Adding a count() to groupBy() Results When Using collect()

By default, groupBy() without a function argument includes a count() function. The result is the groupBy() results have a _count field that displays the total count for each aggregation. However, once you add a function to that, the count() is no longer in the results. The solution? Simply add the count() function into an array.

logscale
groupBy(ComputerName, function=[collect(DomainName), count()])

The results now include count() and look like this:

Passing a groupBy() Result to timeChart()

The groupBy() function removes the @timestamp field by default. This generally doesn't matter unless you're trying to use something like timeChart() which requires @timestamp to work correctly.

logscale
groupBy(ComputerName, function=selectLast(@timestamp))
| timechart(ComputerName)

If you need to include other fields along with the timestamp, you can pass them all in an array:

logscale
groupBy(ComputerName, function=[collect([UserName, DomainName]), selectLast(@timestamp)])
| timechart(ComputerName)
Getting the First and Last Event of a groupBy()

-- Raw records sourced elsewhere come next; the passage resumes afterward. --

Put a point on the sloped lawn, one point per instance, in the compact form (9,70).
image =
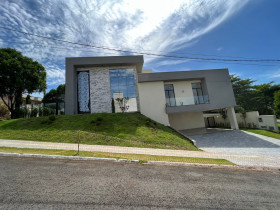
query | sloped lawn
(118,129)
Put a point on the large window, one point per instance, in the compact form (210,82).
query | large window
(198,93)
(83,92)
(169,95)
(122,82)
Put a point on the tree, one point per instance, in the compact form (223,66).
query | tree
(19,74)
(55,96)
(277,103)
(265,97)
(254,97)
(28,99)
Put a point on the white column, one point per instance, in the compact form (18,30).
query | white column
(232,118)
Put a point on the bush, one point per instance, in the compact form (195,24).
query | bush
(40,111)
(4,111)
(46,111)
(34,112)
(52,118)
(99,119)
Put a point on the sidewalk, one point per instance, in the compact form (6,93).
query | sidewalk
(243,160)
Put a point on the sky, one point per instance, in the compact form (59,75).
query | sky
(212,29)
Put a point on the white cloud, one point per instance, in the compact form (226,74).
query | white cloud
(275,74)
(144,25)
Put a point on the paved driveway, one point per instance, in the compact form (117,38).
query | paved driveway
(238,142)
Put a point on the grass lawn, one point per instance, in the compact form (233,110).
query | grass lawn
(141,158)
(263,132)
(117,129)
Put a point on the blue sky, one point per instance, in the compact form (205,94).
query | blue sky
(233,29)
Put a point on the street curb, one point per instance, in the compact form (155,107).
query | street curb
(159,163)
(65,157)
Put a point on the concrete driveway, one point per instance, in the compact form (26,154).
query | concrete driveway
(237,142)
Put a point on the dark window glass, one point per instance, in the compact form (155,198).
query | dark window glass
(169,95)
(198,93)
(83,92)
(122,82)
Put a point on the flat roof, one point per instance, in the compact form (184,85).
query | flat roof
(183,75)
(137,60)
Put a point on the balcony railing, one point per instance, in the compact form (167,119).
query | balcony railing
(183,101)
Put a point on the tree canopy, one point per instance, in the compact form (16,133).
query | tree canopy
(55,95)
(19,74)
(252,97)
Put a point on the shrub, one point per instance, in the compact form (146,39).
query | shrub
(4,111)
(99,119)
(19,113)
(40,111)
(34,112)
(52,118)
(46,111)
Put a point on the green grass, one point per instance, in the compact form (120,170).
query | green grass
(118,129)
(141,158)
(263,132)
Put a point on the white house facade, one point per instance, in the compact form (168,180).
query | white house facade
(118,83)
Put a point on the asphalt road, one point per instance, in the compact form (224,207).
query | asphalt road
(28,183)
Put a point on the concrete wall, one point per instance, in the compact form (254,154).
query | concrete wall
(100,90)
(252,119)
(72,64)
(216,83)
(183,92)
(152,101)
(187,120)
(269,122)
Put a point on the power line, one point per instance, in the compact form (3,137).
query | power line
(176,53)
(142,53)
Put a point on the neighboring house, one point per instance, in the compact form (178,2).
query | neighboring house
(34,100)
(177,99)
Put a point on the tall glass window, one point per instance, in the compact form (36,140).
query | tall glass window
(169,95)
(198,93)
(122,82)
(83,92)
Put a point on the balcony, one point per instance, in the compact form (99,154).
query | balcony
(187,104)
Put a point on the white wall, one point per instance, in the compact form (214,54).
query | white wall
(269,122)
(152,101)
(188,120)
(183,92)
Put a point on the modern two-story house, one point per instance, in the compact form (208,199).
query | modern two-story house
(177,99)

Let's say you're doing a groupBy() for a particular event, but you'd like to see the time of the first and last occurrence in the results. You'd do this:

logscale
groupBy(UserName, function=[max(@timestamp, as=lastSeen), min(@timestamp, as=firstSeen)])
| firstSeen:=formatTime(field=firstSeen, format="%Y/%m/%d %H:%M:%S") 
| lastSeen:=formatTime(field=lastSeen, format="%Y/%m/%d %H:%M:%S")

Keep in mind that @timestamp is epoch, which means you can basically search for the "smallest" which is the oldest, or the "largest" which is the most recent. That query says "group the results by UserName, find the smallest/oldest timestamp, find the largest/newest timestamp, and then reformat the epoch times into something readable."